Package 'wcvpmatch'

Title: Taxonomic Name Reconciliation Against the 'WCVP' Backbone
Description: Standardizes and reconciles scientific plant names against a World Checklist of Vascular Plants ('WCVP')-style taxonomic backbone. The package parses names into taxonomic components and applies staged exact and fuzzy matching for binomial and trinomial inputs, including infraspecific rank-aware checks. It also returns accepted-name context and row-level matching flags to support reproducible, auditable preprocessing for downstream biodiversity, spatial, and trait analyses. A user-supplied backbone can be passed through 'target_df'; when the optional companion package 'wcvpdata' is installed, its default checklist can also be used.
Authors: Paul Efren Santos Andrade [aut, cre, cph]
Maintainer: Paul Efren Santos Andrade <[email protected]>
License: MIT + file LICENSE
Version: 0.0.1
Built: 2026-05-31 10:39:31 UTC
Source: https://github.com/PaulESantos/wcvpmatch

Help Index


Build a Genus Index for Fast Prefiltering

Description

[Stable]

Creates a compact genus-level index from the target backbone. The index stores one row per genus and a list-column with candidate plant_name_id values associated with each genus.

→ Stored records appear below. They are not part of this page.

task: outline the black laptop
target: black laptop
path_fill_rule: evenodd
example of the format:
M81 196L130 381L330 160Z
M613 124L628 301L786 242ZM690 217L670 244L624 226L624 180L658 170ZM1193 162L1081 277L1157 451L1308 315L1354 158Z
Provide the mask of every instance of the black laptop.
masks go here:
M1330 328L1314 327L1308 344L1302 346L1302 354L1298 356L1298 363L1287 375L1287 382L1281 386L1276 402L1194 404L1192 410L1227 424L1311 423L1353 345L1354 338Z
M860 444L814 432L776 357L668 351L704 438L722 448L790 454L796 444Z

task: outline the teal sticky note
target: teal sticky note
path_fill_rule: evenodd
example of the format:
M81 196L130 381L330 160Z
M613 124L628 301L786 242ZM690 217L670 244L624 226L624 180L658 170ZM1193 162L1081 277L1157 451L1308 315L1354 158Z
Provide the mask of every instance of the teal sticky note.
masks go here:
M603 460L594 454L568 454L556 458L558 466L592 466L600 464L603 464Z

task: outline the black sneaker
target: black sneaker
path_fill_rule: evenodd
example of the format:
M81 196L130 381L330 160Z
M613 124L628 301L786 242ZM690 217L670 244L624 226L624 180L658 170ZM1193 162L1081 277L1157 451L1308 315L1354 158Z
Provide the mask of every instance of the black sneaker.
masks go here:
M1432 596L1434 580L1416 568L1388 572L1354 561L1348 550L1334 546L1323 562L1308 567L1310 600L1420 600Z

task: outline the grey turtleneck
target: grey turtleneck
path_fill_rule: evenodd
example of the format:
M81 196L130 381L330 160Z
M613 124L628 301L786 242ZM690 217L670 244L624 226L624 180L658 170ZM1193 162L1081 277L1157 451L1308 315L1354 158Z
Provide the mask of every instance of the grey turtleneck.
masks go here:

If plant_name_id is not present in target_df, a surrogate integer ID is created to keep the index usable with custom backbones.

Usage

build_genus_index(target_df = NULL)

Arguments

target_df

Optional custom target table. If NULL, the optional wcvpdata checklist is used when available; otherwise pass a backbone explicitly.

Value

A tibble with columns:

genus

Genus name (character).

plant_name_id

List-column of unique IDs per genus.

n_records

Number of IDs per genus.

genus_nchar

Number of characters in the genus name.

Examples

library(wcvpmatch)
build_genus_index()

Classify Scientific Plant Names into Taxonomic Components

Description

[Stable]

Parse and classify scientific plant names into taxonomic components: genus, specific epithet, infraspecific rank, infraspecific epithet, and author.

Output is aligned to a backbone convention:

  • Orig.Genus in Title Case (first letter uppercase, rest lowercase).

  • Orig.Species and Orig.Infraspecies epithets in lowercase.

  • Infra.Rank in lowercase (subsp., var., subvar., f., subf.).

  • Author is recovered from the input and preserved in its original casing/punctuation (no forced uppercasing).

  • Orig.Name is reconstructed as: genus + species + (rank + infra) + author.

Robustness rules:

  • cf. / aff. are removed from parsing but preserved as flags (has_cf, has_aff).

  • Hybrid markers (x/⁠\u00D7⁠) as standalone tokens are removed with had_hybrid = TRUE.

  • sp. / spp. triggers genus-only classification (Rank = 1, Orig.Species = NA) and sets is_sp/is_spp.

  • If an infraspecific rank is present but the infraspecific epithet is missing, sets rank_missing_infra = TRUE and keeps Infra.Rank while Orig.Infraspecies = NA.

  • If rank appears "late" (after author-like tokens), parsing is best-effort and rank_late = TRUE.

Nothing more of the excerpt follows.